The government coalition made up of the SPD, Greens and FDP has planned a federal subsidy of up to 5.5 billion euros for the coming year to partially finance the transmission network costs. The money was supposed to come from the Economic Stabilization Fund (WSF) – however, as a result of the Federal Constitutional Court’s budget ruling, the federal government must dissolve this special fund at the end of the year. The money for the subsidy would now have to come from the core budget. But that could be difficult.
Decision this year
Decisions could be made in the coming days in the negotiations within the traffic light coalition about the 2024 budget. According to Finance Minister Christian Lindner (FDP), the federal government has to plug a hole of 17 billion euros in the federal budget.
The Federal Constitutional Court had declared the reallocation of 60 billion euros in the 2021 budget to the Climate and Transformation Fund (KTF) invalid. The money was approved as a Corona loan, but was subsequently intended to be used for projects for more climate protection and the modernization of the economy. This is now tearing holes in the core budget. The KTF could also be missing billions for the coming year. Adrian warned against concentrating on large projects.
Worries in the economy
“Due to the effects of the energy crisis, electricity prices are still significantly higher than in the past,” said Andreae. “That’s why it was absolutely right for the Bundestag to cap transmission network fees and thus curb end customer prices.” After the extreme increases in energy prices last year, it is now important to signal consistency and reliability to customers.
“If the subsidy were to disappear, this would also trigger a domino effect for companies at various levels of the energy industry’s value chain: If the transmission network fees increase, the distribution network operators will also have to increase their fees,” says Andreae.
“The energy suppliers must in turn take the overall increase in network fees into their price calculations and adjust prices that have already been announced. Due to the legal deadlines, this would no longer be possible by January 1, 2024, but would have to be done as quickly as possible.”
Possible consequences
The network fees are part of the electricity price. If the federal subsidy for the fees for the transmission networks – the electricity highways – ceases to apply, the comparison portal Verivox expects a family with an electricity consumption of 4,000 kilowatt hours to incur additional annual costs of around 100 euros.
The green electricity provider LichtBlick expects an additional burden of almost 170 euros for a household with an annual consumption of 4,000 kilowatt hours if the federal subsidy ceases. Gross electricity costs would increase by 4.15 cents per kilowatt hour. The promised subsidization of transmission network fees, which the electricity network operators have already factored into their network fees, must be maintained.

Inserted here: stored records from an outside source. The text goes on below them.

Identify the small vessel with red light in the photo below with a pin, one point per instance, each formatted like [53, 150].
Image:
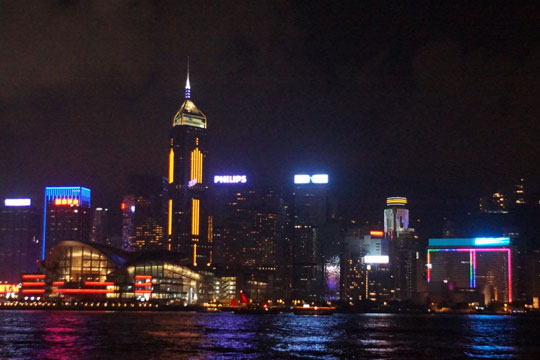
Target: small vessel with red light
[307, 309]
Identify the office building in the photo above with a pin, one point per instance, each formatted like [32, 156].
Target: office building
[187, 222]
[248, 236]
[20, 246]
[310, 204]
[470, 270]
[66, 215]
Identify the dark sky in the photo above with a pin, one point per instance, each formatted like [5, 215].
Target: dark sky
[389, 97]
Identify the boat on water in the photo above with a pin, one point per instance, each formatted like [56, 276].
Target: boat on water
[307, 309]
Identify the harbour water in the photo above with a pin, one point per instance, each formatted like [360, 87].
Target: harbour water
[187, 335]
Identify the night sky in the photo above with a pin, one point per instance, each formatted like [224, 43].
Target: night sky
[437, 103]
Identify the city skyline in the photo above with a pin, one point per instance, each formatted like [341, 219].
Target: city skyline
[377, 110]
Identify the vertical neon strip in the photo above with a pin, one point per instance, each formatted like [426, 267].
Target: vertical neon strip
[509, 275]
[171, 166]
[474, 268]
[429, 266]
[195, 207]
[191, 167]
[169, 225]
[471, 277]
[199, 180]
[210, 238]
[44, 226]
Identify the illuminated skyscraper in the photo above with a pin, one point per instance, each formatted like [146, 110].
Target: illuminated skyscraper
[396, 217]
[66, 215]
[310, 216]
[19, 239]
[187, 222]
[143, 212]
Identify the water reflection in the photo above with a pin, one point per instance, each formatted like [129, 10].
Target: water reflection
[109, 335]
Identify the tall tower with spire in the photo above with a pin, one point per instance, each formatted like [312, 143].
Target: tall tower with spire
[187, 225]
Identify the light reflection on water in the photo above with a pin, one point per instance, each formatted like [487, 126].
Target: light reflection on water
[110, 335]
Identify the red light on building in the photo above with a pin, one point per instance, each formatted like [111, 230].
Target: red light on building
[143, 277]
[33, 291]
[142, 291]
[8, 288]
[59, 201]
[97, 283]
[33, 276]
[144, 284]
[83, 291]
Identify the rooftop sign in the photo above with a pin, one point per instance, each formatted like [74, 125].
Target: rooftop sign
[314, 179]
[468, 242]
[376, 259]
[17, 202]
[396, 200]
[230, 179]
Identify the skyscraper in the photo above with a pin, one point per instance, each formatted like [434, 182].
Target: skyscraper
[310, 215]
[142, 213]
[19, 239]
[187, 223]
[66, 215]
[404, 248]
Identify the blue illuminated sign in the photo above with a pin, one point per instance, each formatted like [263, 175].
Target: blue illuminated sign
[314, 179]
[56, 195]
[230, 179]
[17, 202]
[468, 242]
[492, 241]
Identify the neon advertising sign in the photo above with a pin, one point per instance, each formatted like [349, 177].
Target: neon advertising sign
[66, 202]
[8, 288]
[17, 202]
[314, 179]
[230, 179]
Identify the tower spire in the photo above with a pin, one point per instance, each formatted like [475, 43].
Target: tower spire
[187, 93]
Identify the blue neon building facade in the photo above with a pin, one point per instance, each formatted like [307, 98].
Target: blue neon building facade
[65, 215]
[481, 266]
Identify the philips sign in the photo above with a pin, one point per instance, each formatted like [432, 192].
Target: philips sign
[17, 202]
[314, 179]
[230, 179]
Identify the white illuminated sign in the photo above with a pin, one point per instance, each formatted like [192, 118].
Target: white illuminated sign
[319, 179]
[302, 179]
[230, 179]
[314, 179]
[17, 202]
[376, 259]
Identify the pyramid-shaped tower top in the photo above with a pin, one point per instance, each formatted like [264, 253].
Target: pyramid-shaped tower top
[189, 114]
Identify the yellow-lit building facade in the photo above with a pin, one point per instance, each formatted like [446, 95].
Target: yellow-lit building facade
[187, 216]
[75, 270]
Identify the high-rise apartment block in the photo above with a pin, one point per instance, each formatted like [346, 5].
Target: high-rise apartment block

DIHK President Adrian told the dpa: “The increase in network fees at the turn of the year alone would burden a typical medium-sized company by a six-figure amount if the promised subsidy does not come.”
Other reliefs also at risk?
It is already certain that the state gas and electricity price cap financed by the WSF will expire at the end of the year and not at the end of March as originally planned.
In the coalition’s search for savings, a multi-billion dollar package to relieve industry and medium-sized businesses in view of high electricity prices, which the coalition leaders had put together before the verdict, could also be in question again. Among other things, the electricity tax for all manufacturing companies is to be reduced to the minimum value permitted in the EU.
Around 350 companies that are particularly exposed to international competition and suffer from high electricity prices are to receive additional help. The existing so-called electricity price compensation is to be extended and expanded for five years.
“The federal government must create a balance when setting the course for the budget – between compliance with political commitments for individual industrial projects and the agreed relief for the broad spectrum of network fees and electricity taxes,” said Adrian. “Both are essential to secure the entire industrial value chain.”